Катька ищет компромисса между своим реалистическим рассудком и утопической душой в беспрерывных пожертвованиях – на рождения и похороны, на вдов и сирот (на храмы никогда), – но при этом постоянно саркастически проходится и по рыданиям о всеобщей бедности, да и по самим беднякам: у бастующих шахтеров спины жирные, тетки, перекрывающие уличное движение, все в шубах, на работу на два часа в день никак не найти уборщицу… Когда моя еврейская душа не позволяет выбросить поношенное пальто – “отдай лучше бедным”, – она растерянно разводит руками: “Бедные все толстые”. Но “вуткинской” родни эти абстрактные подкусывания не касаются совершенно – ее она подкармливает до семьдесят седьмого колена, а для Леши, чтоб он окончательно не спился, держит полуненужную должность курьера. С нечистой, прокуренной седины сквозным чубом бывшего блондина, малиновый и хмурый, он смахивает на не очень крупного, но очень достойного провинциального начальника. Время от времени романтическая натура все-таки берет свое, он на несколько дней пропадает (как правило, все-таки доставив пакет по адресу – “я как батя”), потом еще несколько дней предается бурной курьерской службе, стараясь не попадаться Катьке на глаза, пока она не отойдет: сорок лет назад, совершая налеты на соседские сады, он непременно притаскивал и ей по два-три кислых яблока, и забыть эти дары она уже никогда не сможет. Тем не менее Леша теперь открыто ее чтит, но со мной по-прежнему держится строго. “А ты, зятек, помолчи”, – может вдруг остановить меня на каком-нибудь широкосемейном торжестве, ввергая в мелкий соблазн: а не выйти ли из-за стола – пусть-ка испытает на себе священный ужас
“вуткинской” общины, где я почти каждого хоть чем-нибудь да облагодетельствовал и скорее всего облагодетельствую в будущем… Но ведь повиснут и на мне, начнут умолять, тащить и не пущать – в столкновении с хамством мы всегда проигрываем: победа над ним так же противна, как и поражение. Поэтому я стараюсь не бывать там, куда приглашен Леша.

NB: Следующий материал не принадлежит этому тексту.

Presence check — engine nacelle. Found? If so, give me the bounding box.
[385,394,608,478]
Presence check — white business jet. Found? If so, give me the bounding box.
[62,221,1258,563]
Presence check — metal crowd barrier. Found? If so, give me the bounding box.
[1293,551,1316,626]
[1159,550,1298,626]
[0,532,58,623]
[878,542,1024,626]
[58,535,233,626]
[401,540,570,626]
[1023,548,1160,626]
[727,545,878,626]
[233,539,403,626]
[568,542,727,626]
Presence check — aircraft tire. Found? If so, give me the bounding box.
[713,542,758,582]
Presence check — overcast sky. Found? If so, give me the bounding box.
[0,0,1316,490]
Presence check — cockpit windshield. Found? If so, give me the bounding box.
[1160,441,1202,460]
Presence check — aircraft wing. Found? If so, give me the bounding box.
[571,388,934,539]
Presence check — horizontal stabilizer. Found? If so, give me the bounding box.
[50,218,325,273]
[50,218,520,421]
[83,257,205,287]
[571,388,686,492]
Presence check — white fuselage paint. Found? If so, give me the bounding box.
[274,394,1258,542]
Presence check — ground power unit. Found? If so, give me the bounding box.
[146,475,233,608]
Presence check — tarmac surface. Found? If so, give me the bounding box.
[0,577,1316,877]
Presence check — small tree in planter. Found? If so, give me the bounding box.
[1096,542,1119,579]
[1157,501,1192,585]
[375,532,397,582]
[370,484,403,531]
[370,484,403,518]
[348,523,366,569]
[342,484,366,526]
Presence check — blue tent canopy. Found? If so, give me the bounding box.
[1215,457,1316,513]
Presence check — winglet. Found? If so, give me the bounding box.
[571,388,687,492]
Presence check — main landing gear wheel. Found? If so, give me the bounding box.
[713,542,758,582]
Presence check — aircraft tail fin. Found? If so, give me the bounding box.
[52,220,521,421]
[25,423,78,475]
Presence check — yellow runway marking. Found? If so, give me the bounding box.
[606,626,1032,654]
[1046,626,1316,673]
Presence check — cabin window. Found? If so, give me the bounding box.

Увы, я не настолько мелочен, чтобы раз и навсегда загнать Лешу под лавку, хотя мне для этого достаточно пошевелить пальцем; но – еще раз увы – я и не настолько великодушен, чтобы полностью снизойти к нищему облезлому неудачнику, понесшему особо непоправимый урон в зубах, которого мне бывает даже жалко, пока я не вспоминаю, что и я, в сущности, такой же неудачник. По своему отношению к мучительнейше любимым не так еще давно детям я вижу, что не умею по-настоящему жалеть тех, кого не уважаю. Но снисходительность немедленно снисходит на меня, когда я отдаю себе отчет, что Леша и подкусывает-то меня только ради сохранения исплесневевших остатков уважения к себе. Вот когда мы пили с ним на Заозерской кухне – в единственной комнате спали дети, – тогда я его злил по-настоящему: Катька, краса и гордость ковригинского рода, обожает какого-то слюнтяя, сопляка!.. Вдобавок самое обидное – держит его почти за героя. Я и правда не раз повергал ее в ужас, то прогуливаясь по карнизу третьего этажа, то мимоходом прихватывая с витрины яблоко или конфету, но сам-то я чувствовал некую радикальную разницу между хорохорящимся молокососом и настоящим мужиком. Когда мы с Лешей, поддатые, вваливались, скажем, в такси, водитель, как бы я ни косил под бывалого, с полувзгляда раскалывал во мне человека несерьезного и начинал обращаться только к Леше – и они заводили грубовато-дружелюбную беседу мужиков, уважающих друг друга. Да, содержание их разговоров тоже было бесконечно скучно для меня, ибо с головкой уходило в мир повседневных реальностей, – но главным, что мгновенно превращало меня в изгоя, было, я думаю, мое желание нравиться. В субкультуре российских городских низов достойным считается лишь презрение к случайному встречному – своего здесь опознают по умению показать, что ты для него такое же дерьмо, как и он для тебя.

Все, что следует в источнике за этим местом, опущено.